The greatness in this perspective is how scalable and extensible a website can (and should) be. Not only from the ability to create and nurture real-time conversation with target customers, but from the ability to re-engage those who have failed to participate in the conversation and solidify long-term relationships with those who have converted. With a website, it becomes easier to track, measure and re-engage the audience. Fragmented media and email campaigns can now cross-pollinate with search and social efforts. Product experiences and word of mouth provide a credible and tangible insight into the brand that should be reinforced when visitors come to the site.

This creates a much greater opportunity for organic growth of both website traffic and community size overall; a true ecosystem around your brand. And, a much more robust and qualified pool of potential customers to re-target (in both paid media and content).

Loyal, Lifetime Customers

Embracing the idea of a website serving as the hub of a brand’s ecosystem allows for companies to consciously focus on loyalty. People expect to have brands interact with them both pre and post-purchase. But, focusing on the idea of loyalty (and thinking outside of the typical aspect of reward programs) ushers in a new way of adding value to the lives of customer-influencers, who can champion the brand on your behalf.

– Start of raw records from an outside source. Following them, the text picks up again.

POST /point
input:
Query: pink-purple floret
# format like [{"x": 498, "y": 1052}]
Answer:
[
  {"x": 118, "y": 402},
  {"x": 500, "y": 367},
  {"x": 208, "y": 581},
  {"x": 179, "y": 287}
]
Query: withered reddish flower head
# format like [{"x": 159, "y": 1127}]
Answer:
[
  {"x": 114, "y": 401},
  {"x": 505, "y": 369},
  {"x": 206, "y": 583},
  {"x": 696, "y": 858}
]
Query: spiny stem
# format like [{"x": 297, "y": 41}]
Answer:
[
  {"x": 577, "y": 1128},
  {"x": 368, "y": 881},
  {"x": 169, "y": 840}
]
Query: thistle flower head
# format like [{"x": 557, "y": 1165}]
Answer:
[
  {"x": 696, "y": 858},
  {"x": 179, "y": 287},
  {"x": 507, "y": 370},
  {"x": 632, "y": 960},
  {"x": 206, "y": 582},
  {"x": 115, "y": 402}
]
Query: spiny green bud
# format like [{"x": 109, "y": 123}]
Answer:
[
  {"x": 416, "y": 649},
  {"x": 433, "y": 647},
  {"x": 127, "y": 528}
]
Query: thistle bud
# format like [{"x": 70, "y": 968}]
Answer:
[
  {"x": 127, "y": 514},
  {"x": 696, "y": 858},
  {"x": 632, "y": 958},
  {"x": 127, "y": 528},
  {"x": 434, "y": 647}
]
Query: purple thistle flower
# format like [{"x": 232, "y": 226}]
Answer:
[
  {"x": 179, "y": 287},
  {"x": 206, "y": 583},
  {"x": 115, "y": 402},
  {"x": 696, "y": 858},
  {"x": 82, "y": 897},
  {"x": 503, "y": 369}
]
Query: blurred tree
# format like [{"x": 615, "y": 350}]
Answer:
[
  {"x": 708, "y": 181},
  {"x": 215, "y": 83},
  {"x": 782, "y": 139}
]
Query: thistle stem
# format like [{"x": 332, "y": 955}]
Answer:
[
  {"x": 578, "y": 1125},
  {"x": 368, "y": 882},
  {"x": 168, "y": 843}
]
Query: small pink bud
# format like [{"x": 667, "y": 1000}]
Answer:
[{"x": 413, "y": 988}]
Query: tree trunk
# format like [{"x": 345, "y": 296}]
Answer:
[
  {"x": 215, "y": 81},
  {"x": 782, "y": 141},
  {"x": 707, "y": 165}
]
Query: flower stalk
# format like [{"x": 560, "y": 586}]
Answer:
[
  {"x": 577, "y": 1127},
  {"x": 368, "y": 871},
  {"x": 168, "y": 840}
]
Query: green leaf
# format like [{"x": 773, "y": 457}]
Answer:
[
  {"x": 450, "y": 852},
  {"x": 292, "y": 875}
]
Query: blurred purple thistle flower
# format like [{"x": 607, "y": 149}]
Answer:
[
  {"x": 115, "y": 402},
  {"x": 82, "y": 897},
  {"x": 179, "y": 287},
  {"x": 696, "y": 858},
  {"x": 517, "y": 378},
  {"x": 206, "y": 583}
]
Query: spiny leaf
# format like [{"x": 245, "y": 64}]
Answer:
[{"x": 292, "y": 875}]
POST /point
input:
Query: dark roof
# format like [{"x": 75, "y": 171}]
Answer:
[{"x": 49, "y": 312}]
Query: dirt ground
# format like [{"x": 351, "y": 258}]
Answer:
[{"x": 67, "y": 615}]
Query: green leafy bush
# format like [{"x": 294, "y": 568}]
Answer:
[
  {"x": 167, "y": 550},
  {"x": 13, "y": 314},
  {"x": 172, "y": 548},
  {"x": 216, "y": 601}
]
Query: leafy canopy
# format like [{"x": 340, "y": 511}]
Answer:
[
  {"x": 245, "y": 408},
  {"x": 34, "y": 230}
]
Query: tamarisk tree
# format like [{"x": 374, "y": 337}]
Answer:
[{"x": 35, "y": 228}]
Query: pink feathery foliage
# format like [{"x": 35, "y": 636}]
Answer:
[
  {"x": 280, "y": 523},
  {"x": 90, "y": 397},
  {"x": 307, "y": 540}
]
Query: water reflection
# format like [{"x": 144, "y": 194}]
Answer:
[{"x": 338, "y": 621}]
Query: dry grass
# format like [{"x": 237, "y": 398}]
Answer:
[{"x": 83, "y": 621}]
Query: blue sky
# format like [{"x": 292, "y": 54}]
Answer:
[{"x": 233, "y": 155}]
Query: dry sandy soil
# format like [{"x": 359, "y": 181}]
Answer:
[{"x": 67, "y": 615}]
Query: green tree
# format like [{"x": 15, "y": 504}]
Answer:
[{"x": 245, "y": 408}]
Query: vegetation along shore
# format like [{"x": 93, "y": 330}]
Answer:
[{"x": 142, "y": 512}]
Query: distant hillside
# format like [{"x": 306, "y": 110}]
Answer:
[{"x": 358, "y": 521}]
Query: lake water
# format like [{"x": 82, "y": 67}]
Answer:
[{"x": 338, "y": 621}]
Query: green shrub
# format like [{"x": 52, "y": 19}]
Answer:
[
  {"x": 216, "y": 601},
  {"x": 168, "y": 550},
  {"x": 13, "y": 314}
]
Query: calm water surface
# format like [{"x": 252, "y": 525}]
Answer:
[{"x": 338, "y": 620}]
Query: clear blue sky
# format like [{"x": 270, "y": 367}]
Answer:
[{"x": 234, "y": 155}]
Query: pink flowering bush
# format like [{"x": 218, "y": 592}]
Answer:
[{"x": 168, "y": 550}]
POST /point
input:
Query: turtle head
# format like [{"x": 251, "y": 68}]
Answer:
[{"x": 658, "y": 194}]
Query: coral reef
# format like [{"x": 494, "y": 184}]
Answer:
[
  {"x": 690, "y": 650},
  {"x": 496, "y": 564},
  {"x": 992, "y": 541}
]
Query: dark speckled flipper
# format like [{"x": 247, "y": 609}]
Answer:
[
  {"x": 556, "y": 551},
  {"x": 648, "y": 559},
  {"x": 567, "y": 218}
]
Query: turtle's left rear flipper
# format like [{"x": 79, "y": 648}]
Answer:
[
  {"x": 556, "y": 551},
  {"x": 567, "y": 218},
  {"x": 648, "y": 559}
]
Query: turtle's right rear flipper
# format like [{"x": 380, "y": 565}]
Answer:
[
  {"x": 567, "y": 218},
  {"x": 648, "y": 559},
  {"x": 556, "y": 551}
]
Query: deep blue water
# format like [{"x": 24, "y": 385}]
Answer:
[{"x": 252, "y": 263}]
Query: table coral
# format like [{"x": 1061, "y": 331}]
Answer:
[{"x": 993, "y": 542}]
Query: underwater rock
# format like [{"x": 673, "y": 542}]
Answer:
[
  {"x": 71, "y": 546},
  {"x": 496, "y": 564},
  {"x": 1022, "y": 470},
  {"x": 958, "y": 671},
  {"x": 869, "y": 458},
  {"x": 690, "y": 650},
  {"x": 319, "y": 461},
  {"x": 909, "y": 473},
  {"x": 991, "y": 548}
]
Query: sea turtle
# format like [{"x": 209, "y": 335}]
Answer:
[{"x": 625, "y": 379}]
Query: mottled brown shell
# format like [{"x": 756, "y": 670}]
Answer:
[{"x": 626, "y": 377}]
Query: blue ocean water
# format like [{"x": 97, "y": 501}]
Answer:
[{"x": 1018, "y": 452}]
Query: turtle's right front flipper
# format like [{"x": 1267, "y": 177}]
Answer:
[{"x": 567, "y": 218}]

Loyalty is achieved when the emotional connection is made. Too often brands rely solely on their messaging to convey emotion. While that can sometimes work, consumers get emotional about brands when they feel appreciated and acknowledged as unique in their own position within the community. Rewards programs recognize purchases, but do not necessarily increase loyalty. Where does the consumer go if there is no promotion running?

A brand that participates (likes, comments and shares customer content), converses (inquires about the feelings of its community), supports (educates and answers customer questions), AND rewards BOTH purchase and engagement has a much better chance at connecting emotionally and achieving customer loyalty. And, where else to better highlight and feature customer loyalty than within the ecosystem… interwoven on a brand’s most prominent storytelling channel, it’s website.

We often talk about the Lifetime Value of a Customer, but take for granted that once they are a customer, they will always be a customer. Without loyalty, this is a very dangerous and false assumption.

There is a great deal of “stuff” between transferring an individual from a disinterested community observer to a brand-loyal community member. At the center of that process is the website. Take the position of air traffic control and treat it like a bustling airport, not the business card you share with your single-serving friend.